Geçen hafta yazmıştım, 'Çıplak Gerçek dizisinde insanı çeken tuhaf bir şey var' diye... Bu hafta da gözümü ekrandan alamadım.
Aslında tüm dizi tek bir mekanda geçiyor. Neredeyse hiç dış çekim yok.
Dizi değil de sanki tiyatro oyunu gibi yazılmış. Dizi, bu haliyle gerçekten de ekranda 'çıplak' duruyor.
Bir polisiye dizide farklı mekan kullanımları ve aksiyon olmadan tempo yapmak çok zordur. Çıplak Gerçek de yapamıyor zaten. Ama nasıl oluyorsa insanı germeyi, 'Şimdi ne olacak?' diye merakla bekletmeyi başarıyor.

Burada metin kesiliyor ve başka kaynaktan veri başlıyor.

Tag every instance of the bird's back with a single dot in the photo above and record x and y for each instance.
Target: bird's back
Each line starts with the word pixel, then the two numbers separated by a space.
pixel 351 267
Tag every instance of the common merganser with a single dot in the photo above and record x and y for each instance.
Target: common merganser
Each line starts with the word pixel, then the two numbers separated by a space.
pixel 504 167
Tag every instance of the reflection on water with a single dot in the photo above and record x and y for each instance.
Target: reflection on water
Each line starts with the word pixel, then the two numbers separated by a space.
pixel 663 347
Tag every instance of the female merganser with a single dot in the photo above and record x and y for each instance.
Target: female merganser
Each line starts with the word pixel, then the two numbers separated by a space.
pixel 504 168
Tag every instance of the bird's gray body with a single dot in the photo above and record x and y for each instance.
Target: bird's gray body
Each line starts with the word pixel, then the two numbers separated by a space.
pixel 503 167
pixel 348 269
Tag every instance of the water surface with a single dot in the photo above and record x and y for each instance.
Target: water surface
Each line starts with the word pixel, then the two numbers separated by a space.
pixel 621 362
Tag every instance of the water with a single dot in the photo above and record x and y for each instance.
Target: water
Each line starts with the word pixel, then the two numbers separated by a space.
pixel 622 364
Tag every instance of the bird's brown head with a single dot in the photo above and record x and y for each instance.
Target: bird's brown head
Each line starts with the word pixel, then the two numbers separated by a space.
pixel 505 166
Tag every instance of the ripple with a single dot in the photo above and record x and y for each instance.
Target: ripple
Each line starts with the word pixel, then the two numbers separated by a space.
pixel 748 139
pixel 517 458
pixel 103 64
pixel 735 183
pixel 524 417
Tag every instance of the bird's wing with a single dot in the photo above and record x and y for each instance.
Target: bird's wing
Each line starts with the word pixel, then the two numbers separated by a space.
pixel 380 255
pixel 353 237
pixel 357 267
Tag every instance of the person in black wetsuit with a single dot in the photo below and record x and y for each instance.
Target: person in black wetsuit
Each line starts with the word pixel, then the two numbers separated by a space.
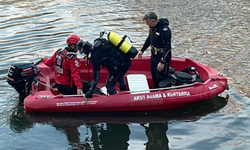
pixel 160 40
pixel 106 54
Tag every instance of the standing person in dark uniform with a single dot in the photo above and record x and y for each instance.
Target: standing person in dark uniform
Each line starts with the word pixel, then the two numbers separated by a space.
pixel 67 73
pixel 106 54
pixel 160 40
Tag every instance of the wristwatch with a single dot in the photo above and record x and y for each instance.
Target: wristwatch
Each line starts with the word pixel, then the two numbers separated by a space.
pixel 162 61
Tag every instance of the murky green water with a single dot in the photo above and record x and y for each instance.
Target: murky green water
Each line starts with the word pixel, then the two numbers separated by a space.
pixel 213 32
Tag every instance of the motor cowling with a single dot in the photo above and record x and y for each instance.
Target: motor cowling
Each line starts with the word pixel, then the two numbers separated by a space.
pixel 20 77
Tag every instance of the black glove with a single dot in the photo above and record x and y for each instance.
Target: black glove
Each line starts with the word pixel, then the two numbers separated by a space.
pixel 89 94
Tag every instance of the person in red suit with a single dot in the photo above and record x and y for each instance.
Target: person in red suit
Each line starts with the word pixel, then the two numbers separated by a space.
pixel 66 63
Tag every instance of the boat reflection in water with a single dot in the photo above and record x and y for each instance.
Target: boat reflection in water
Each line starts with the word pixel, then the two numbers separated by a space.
pixel 105 131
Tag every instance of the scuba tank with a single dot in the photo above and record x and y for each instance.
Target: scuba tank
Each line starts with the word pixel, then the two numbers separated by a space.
pixel 120 43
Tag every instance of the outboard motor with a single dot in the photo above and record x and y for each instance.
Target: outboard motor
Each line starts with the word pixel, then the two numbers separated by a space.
pixel 20 77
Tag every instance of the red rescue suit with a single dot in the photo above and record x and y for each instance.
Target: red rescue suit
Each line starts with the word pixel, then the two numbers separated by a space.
pixel 67 67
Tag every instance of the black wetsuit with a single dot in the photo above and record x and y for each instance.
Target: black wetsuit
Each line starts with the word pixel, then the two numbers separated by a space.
pixel 115 61
pixel 160 40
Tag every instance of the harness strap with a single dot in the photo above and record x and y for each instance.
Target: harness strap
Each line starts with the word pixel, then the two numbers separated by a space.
pixel 120 43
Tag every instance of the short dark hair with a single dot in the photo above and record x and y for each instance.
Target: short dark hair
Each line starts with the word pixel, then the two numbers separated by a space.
pixel 150 15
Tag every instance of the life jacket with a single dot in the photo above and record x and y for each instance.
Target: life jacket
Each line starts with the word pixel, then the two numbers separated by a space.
pixel 60 57
pixel 121 44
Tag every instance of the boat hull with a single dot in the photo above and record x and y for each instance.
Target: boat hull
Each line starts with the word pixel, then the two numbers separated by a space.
pixel 44 100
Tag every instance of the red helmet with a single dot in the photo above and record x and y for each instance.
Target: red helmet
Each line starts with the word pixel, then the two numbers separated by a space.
pixel 73 39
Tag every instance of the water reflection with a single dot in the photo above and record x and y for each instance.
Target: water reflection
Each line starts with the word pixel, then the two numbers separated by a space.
pixel 157 136
pixel 108 131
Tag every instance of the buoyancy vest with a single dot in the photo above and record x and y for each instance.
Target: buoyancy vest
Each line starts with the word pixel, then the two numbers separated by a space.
pixel 60 57
pixel 121 44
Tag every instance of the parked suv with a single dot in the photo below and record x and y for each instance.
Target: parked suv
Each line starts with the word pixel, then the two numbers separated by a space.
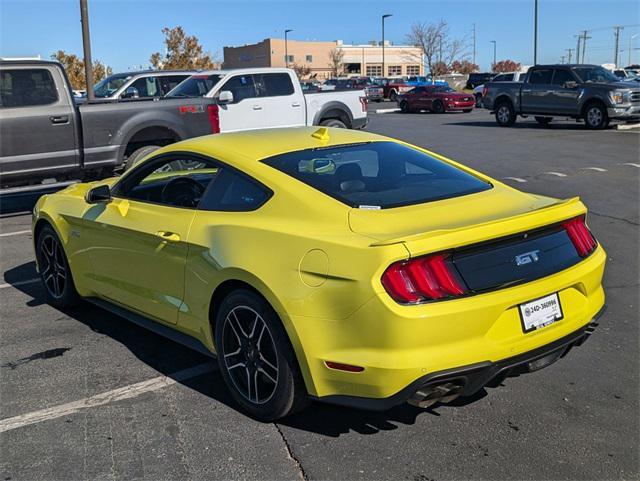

Her şey, Kayıp Şahıslar Büro Amirliği'nin içinde olup bitiyor. Hatta komiserin, ruh hastası karısını bile getirip büronun revirine yatırdılar ki her şey o dört duvarın arasında şekillensin...
Mekan değişimi ve aksiyon olmayınca bütün yük, oyuncu performanslarının üzerine yıkılıyor. Ama bu tür karakterlerden iyi oyun alabilmek için 'tiyatro yönetmenliğine' ihtiyaç var. Bakalım Ümit Ünal son bölüme kadar bu ağır görev ve sorumluluğu taşıyabilecek mi?
Önümüzdeki bölümlerde, kızını bulmaya çalışan aile, Komiser Galip'in sorunlu aile yapısından da haberdar olacaktır kuşkusuz.
O zaman komisere duydukları güven de sarsılacak ve ortaya yeni bir gerilim sebebi çıkacak.
Bu arada bürodaki 'Bilgisayar Mühendisi Zihni' karakteri giderek parlıyor. Eminim, İbrahim Selim'in canlandırdığı bu sıra dışı tipe önümüzdeki bölümlerde daha fazla rol yazılacaktır.